It is a credit to the making and to the actor’s performance that even in the third season, the mere appearance of Hindi-spouting underdog lawyer Madhav Mishra (Pankaj Tripathi) brings both a smile to the face and a hope in the heart that justice will ultimately prevail.
Mishra’s curious and cute marriage to Ratna (Khushboo Atre) spills over from the last season with the feisty wife turning their tiny apartment into a beauty parlour.

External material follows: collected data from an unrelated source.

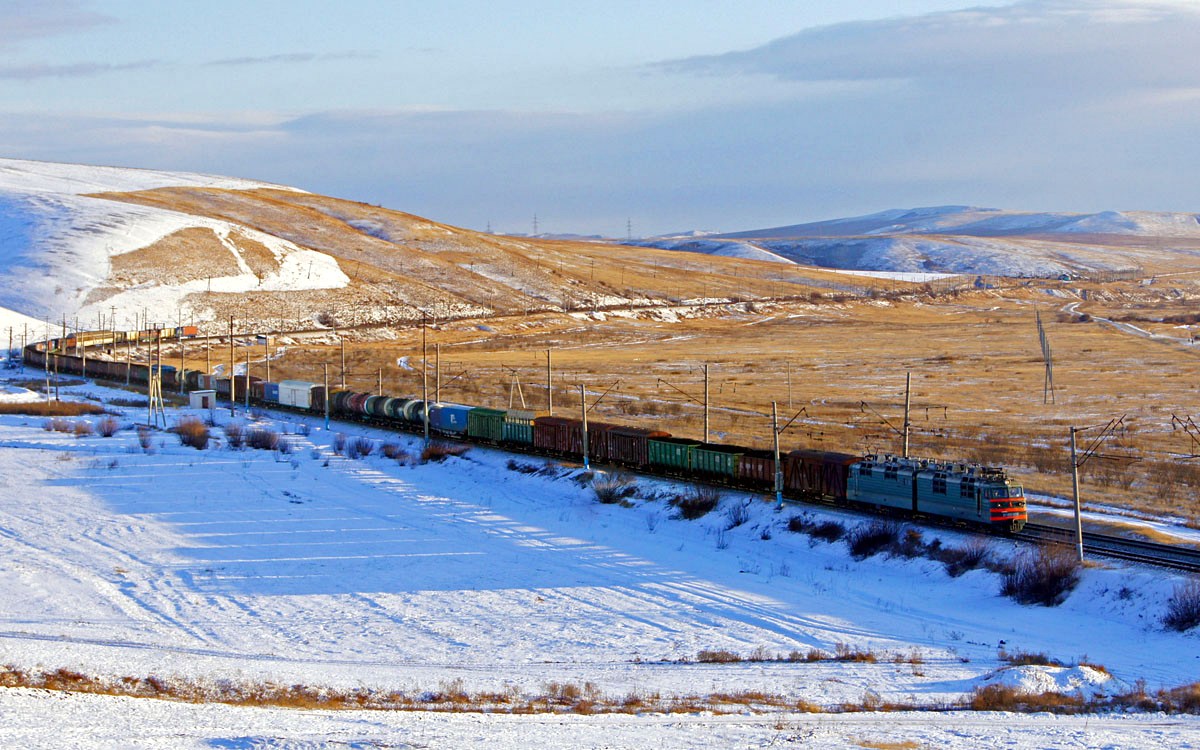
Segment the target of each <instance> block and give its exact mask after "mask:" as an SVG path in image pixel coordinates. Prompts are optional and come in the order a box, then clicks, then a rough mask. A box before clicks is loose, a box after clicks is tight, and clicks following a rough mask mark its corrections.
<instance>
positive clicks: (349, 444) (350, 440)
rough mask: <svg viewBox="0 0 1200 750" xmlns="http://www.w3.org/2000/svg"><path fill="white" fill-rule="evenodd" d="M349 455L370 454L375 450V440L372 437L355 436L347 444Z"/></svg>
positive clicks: (348, 452) (354, 457)
mask: <svg viewBox="0 0 1200 750" xmlns="http://www.w3.org/2000/svg"><path fill="white" fill-rule="evenodd" d="M346 450H347V456H348V457H350V458H359V457H366V456H370V455H371V454H372V452H373V451H374V440H372V439H371V438H354V439H353V440H350V443H349V445H347V449H346Z"/></svg>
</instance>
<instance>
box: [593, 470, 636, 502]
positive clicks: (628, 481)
mask: <svg viewBox="0 0 1200 750" xmlns="http://www.w3.org/2000/svg"><path fill="white" fill-rule="evenodd" d="M592 492H593V493H594V494H595V496H596V500H598V502H600V503H604V504H606V505H611V504H614V503H619V502H622V500H624V499H625V498H628V497H630V496H631V494H634V493H635V492H637V482H635V481H634V478H632V476H630V475H629V474H622V473H617V474H607V475H601V476H598V478H596V479H594V480H593V481H592Z"/></svg>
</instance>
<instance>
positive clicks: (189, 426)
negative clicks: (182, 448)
mask: <svg viewBox="0 0 1200 750" xmlns="http://www.w3.org/2000/svg"><path fill="white" fill-rule="evenodd" d="M172 432H174V433H175V434H178V436H179V442H180V443H182V444H184V445H187V446H188V448H194V449H196V450H204V449H206V448H208V446H209V437H210V434H209V426H208V425H206V424H204V420H202V419H199V418H196V416H185V418H182V419H180V420H179V422H178V424H176V425H175V427H174V430H172Z"/></svg>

It makes room for more characters and colour to flit into their lives, Ratna once again making a sensible sounding board for Madhav.

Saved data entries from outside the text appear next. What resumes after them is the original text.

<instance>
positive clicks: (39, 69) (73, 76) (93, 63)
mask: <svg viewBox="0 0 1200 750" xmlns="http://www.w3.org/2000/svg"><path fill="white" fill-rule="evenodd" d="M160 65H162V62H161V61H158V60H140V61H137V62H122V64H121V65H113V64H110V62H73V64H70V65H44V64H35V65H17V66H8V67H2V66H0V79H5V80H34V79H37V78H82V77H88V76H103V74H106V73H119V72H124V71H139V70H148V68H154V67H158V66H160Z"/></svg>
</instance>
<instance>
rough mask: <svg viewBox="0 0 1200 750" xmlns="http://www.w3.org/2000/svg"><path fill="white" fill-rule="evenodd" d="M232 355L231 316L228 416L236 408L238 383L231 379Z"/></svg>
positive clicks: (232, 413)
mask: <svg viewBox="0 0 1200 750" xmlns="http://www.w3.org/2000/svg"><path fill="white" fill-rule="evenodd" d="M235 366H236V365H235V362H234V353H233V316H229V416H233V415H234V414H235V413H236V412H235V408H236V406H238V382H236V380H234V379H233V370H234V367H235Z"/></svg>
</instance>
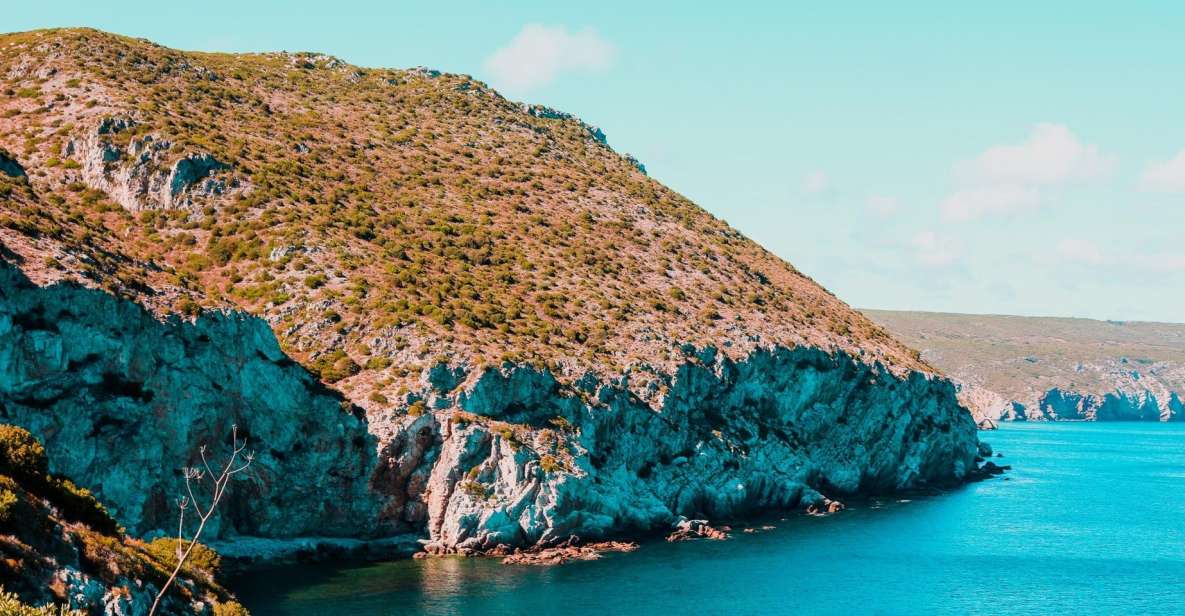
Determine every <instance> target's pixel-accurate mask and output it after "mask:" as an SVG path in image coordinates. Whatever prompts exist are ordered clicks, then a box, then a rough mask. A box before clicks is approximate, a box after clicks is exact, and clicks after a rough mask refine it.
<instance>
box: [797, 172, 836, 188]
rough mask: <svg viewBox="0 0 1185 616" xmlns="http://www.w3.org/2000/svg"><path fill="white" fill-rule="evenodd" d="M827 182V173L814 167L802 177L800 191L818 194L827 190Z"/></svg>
mask: <svg viewBox="0 0 1185 616" xmlns="http://www.w3.org/2000/svg"><path fill="white" fill-rule="evenodd" d="M828 184H830V181H828V179H827V174H826V173H824V172H821V171H818V169H815V171H812V172H811V173H807V174H806V175H803V177H802V192H805V193H807V194H819V193H821V192H824V191H826V190H827V186H828Z"/></svg>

It is, in keeping with the tone of the show, a seemingly impossible open and shut case, heavily loaded against the defendant, when 17-year-old Mukul Ahuja (Aditya Gupta) is held for the gruesome murder of his 14-year-old stepsister Zara (Deshna Dugad), a child superstar. Pushy parents Neeraj (Purab Kohli) and Avantika Ahuja (Swastika Mukherjee) have their own financial and relationship tangles that gradually surface, making it an interesting face-off: his daughter’s dead, her son’s in the dock.
Policewoman Gauri Karmarkar (Kalyanee Muley) also re-appears this season to make her presence felt all through the case, playing an important part in connecting the accused’s family with Madhav Mishra.

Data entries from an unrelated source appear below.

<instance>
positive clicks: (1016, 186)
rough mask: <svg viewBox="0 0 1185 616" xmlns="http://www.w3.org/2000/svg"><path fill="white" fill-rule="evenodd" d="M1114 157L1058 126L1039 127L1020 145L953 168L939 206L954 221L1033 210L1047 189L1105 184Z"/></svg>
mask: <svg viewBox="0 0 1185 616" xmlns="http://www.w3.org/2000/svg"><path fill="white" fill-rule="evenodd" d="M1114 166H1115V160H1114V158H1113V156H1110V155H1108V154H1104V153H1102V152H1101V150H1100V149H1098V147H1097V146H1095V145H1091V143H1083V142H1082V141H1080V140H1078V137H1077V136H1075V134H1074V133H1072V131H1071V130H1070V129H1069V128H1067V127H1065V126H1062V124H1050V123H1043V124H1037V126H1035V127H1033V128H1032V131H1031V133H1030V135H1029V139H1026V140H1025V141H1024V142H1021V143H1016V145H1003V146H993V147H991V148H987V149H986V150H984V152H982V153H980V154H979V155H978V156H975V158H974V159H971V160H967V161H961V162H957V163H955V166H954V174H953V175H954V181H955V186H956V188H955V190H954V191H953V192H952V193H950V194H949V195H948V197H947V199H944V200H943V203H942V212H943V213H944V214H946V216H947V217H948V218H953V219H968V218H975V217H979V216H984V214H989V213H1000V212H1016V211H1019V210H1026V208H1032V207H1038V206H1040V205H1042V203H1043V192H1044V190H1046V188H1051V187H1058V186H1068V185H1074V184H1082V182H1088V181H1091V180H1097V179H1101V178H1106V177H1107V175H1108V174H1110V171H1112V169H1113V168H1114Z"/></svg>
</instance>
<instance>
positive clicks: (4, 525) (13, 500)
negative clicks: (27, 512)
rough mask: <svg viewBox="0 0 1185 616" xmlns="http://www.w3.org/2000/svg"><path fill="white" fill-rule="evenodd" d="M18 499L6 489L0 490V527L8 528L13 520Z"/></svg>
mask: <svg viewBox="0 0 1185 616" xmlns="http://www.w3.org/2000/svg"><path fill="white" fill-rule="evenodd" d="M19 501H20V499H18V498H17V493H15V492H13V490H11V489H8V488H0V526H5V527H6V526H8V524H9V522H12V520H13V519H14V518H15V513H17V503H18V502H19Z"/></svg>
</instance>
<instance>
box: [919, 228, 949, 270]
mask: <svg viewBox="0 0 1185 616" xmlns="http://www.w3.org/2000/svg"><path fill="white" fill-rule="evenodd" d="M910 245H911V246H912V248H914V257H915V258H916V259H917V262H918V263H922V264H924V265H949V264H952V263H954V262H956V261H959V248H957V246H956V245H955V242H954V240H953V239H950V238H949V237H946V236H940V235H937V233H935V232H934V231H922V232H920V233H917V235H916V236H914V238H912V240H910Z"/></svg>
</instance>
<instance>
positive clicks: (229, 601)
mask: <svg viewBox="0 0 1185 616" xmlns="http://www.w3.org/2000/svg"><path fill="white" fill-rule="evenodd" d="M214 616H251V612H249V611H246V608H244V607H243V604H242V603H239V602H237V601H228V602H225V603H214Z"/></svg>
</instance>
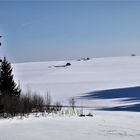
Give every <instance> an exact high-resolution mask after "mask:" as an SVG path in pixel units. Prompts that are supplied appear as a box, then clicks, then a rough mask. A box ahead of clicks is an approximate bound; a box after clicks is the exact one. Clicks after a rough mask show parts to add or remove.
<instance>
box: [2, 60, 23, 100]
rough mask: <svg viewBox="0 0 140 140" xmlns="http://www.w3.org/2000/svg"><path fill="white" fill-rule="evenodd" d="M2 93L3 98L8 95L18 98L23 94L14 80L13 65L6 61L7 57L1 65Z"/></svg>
mask: <svg viewBox="0 0 140 140" xmlns="http://www.w3.org/2000/svg"><path fill="white" fill-rule="evenodd" d="M0 91H1V95H2V96H4V95H6V96H17V97H18V96H19V95H20V92H21V90H20V89H19V87H18V86H17V85H16V83H15V81H14V79H13V75H12V67H11V64H10V63H9V62H8V61H7V60H6V57H4V59H3V60H2V63H1V72H0Z"/></svg>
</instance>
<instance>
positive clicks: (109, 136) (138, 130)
mask: <svg viewBox="0 0 140 140" xmlns="http://www.w3.org/2000/svg"><path fill="white" fill-rule="evenodd" d="M93 114H94V117H93V118H92V117H91V118H90V117H85V118H80V117H68V116H67V117H60V116H49V117H41V116H40V117H39V118H36V117H33V116H30V117H29V118H24V119H23V120H20V119H17V118H14V119H6V120H0V140H78V139H79V140H85V139H88V140H93V139H95V140H139V139H140V121H139V120H140V113H129V112H104V111H93Z"/></svg>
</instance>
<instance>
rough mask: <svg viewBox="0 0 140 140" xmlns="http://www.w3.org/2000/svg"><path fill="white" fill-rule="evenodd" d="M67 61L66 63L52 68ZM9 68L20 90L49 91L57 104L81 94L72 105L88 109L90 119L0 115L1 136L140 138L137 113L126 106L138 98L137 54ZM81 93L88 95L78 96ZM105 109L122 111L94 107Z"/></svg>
mask: <svg viewBox="0 0 140 140" xmlns="http://www.w3.org/2000/svg"><path fill="white" fill-rule="evenodd" d="M67 62H70V63H71V66H69V67H54V66H56V65H57V66H58V65H60V66H61V65H65V64H66V63H67ZM12 66H13V68H14V69H13V70H14V75H15V80H16V81H17V82H18V81H19V80H20V84H21V87H22V89H23V91H26V90H27V89H31V90H32V91H36V92H38V93H40V94H42V95H44V94H45V93H46V92H47V91H48V92H49V93H50V94H51V95H52V98H53V101H61V102H62V104H68V99H69V97H73V96H74V97H80V99H79V100H78V101H77V105H82V106H87V107H91V108H90V109H87V110H85V111H86V113H87V112H89V111H90V112H92V113H93V115H94V117H81V118H80V117H78V116H71V117H70V116H59V115H49V116H47V117H43V116H41V115H39V117H35V116H34V115H30V117H29V118H23V119H20V118H19V117H15V118H13V119H0V140H32V139H33V140H39V139H40V140H66V139H67V140H77V139H80V140H85V139H88V140H93V139H95V140H118V139H119V140H139V139H140V113H139V111H138V110H135V111H134V110H129V107H130V108H131V109H133V107H131V105H137V104H138V105H139V102H140V96H139V94H138V93H140V92H139V91H140V90H139V83H140V57H139V56H136V57H112V58H93V59H91V60H89V61H76V60H70V61H49V62H32V63H17V64H12ZM131 87H132V88H131ZM118 89H119V90H118ZM116 91H120V92H122V93H121V94H120V93H119V94H117V93H116ZM128 91H129V92H130V91H132V93H129V92H128ZM133 91H134V92H133ZM123 92H125V94H123ZM135 92H138V93H135ZM104 93H105V96H104ZM109 93H111V95H110V94H109ZM122 94H123V96H122ZM86 95H88V96H87V97H88V98H87V97H86V98H81V96H83V97H84V96H86ZM91 95H92V96H94V98H91V97H92V96H91ZM95 95H96V98H95ZM117 95H121V96H120V97H121V98H120V97H118V96H117ZM128 95H129V96H128ZM133 96H134V97H135V98H134V97H133ZM89 97H90V98H89ZM97 97H98V98H97ZM114 97H115V98H114ZM106 107H108V108H109V107H110V108H113V107H118V108H120V109H121V110H120V111H119V110H117V111H115V110H112V111H103V110H100V111H99V110H98V111H97V110H95V109H97V108H102V109H103V108H106ZM118 108H117V109H118ZM126 108H128V110H127V111H126V110H125V109H126ZM122 109H124V110H122ZM139 110H140V109H139ZM132 111H133V112H132Z"/></svg>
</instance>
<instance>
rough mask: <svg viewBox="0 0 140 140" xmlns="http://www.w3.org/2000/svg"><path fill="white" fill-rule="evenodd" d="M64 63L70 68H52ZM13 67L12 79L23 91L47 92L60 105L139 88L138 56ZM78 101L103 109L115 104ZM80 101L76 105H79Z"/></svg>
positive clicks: (35, 64) (139, 70) (120, 57)
mask: <svg viewBox="0 0 140 140" xmlns="http://www.w3.org/2000/svg"><path fill="white" fill-rule="evenodd" d="M67 62H69V63H71V66H69V67H54V66H55V65H65V64H66V63H67ZM13 67H14V74H15V79H16V80H17V81H18V80H20V83H21V87H22V89H24V90H26V89H27V88H31V89H32V90H33V91H37V92H39V93H40V94H44V93H45V92H46V91H49V92H50V94H51V95H52V97H53V99H54V100H59V101H61V102H63V103H65V102H66V101H67V100H68V98H69V97H72V96H76V97H77V96H82V95H84V94H86V93H90V92H94V91H100V90H109V89H118V88H127V87H138V86H139V85H140V57H139V56H135V57H132V56H129V57H112V58H93V59H91V60H88V61H77V60H70V61H48V62H33V63H19V64H13ZM124 98H125V97H124ZM98 100H99V102H98ZM112 100H113V99H111V102H112ZM108 101H109V102H108ZM115 101H116V100H115ZM81 102H82V103H83V102H84V104H87V105H88V104H89V105H90V106H91V105H93V106H94V107H95V105H96V106H102V104H105V105H106V106H110V105H111V106H112V105H114V100H113V103H112V104H111V102H110V100H104V101H102V100H100V99H97V100H95V101H94V102H92V103H90V101H88V102H86V101H81ZM81 102H79V103H80V104H81ZM117 103H118V102H117ZM119 104H120V102H119Z"/></svg>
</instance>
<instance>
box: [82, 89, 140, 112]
mask: <svg viewBox="0 0 140 140" xmlns="http://www.w3.org/2000/svg"><path fill="white" fill-rule="evenodd" d="M80 98H82V99H89V100H93V99H119V100H120V101H122V102H124V103H134V104H133V105H123V106H117V107H109V108H101V109H100V110H107V111H134V112H140V87H130V88H119V89H110V90H101V91H95V92H89V93H86V94H85V95H84V96H81V97H80Z"/></svg>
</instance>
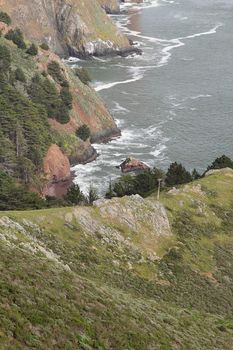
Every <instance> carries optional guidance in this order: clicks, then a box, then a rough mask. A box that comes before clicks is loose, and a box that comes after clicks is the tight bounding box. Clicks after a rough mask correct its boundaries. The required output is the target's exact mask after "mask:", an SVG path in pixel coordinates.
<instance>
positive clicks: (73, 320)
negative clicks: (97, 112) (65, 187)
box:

As a pitch-perfect opposite to the underplayed defence lawyer is entitled Public Prosecutor Lekha Agastya (Shweta Basu Prasad) with an overtly rich dad who can’t fathom why his daughter prefers a ‘sarkari naukri’ to his thriving business.
Equally entitled is the young accused with drugs, teenage angst, sibling issues and nocturnal sneaking out coming under the scanner.
Season 2 had spotlighted women’s rights in the marital bedroom and how far abuse can push a wife.
Season 3 looks at our juvenile justice system, life in a jail and social pressures.
This time around, screenplay and story credits are shared by Bijesh Jayarajan, Iti Agarwal, Riya Poojary and Siddharth Hirwe with Purva Naresh and Anurag Pandey penning the dialogues. The team adapts BBC’s legal drama series Criminal Justice neatly to revolve around our IPC, the Indian laws and Indian society. Rohan Sippy’s direction also has a certain sophistication, even the flowers presented to Zara are stylish.
The writing unravels complications in equations even as it gradually simplifies the case and takes it to a solution that’s not apparent at the beginning. With Mishra quietly stating, “Nyay and badla are not the same,” and learning the new phrase “Confirmation bias” which he uses to advantage in the courtroom, the dialogues too sit well with the main characters.
The platform intends to drop one episode every week to keep the suspense going. What can be revealed is that although there is strong support coming in from Swastika Mukherjee, Shweta Basu Prasad, Khushboo Atre, Kalyanee Muley and Aadinath Kothare (as policeman Waghmare), it is Pankaj Tripathi who once again makes it an endearing watch.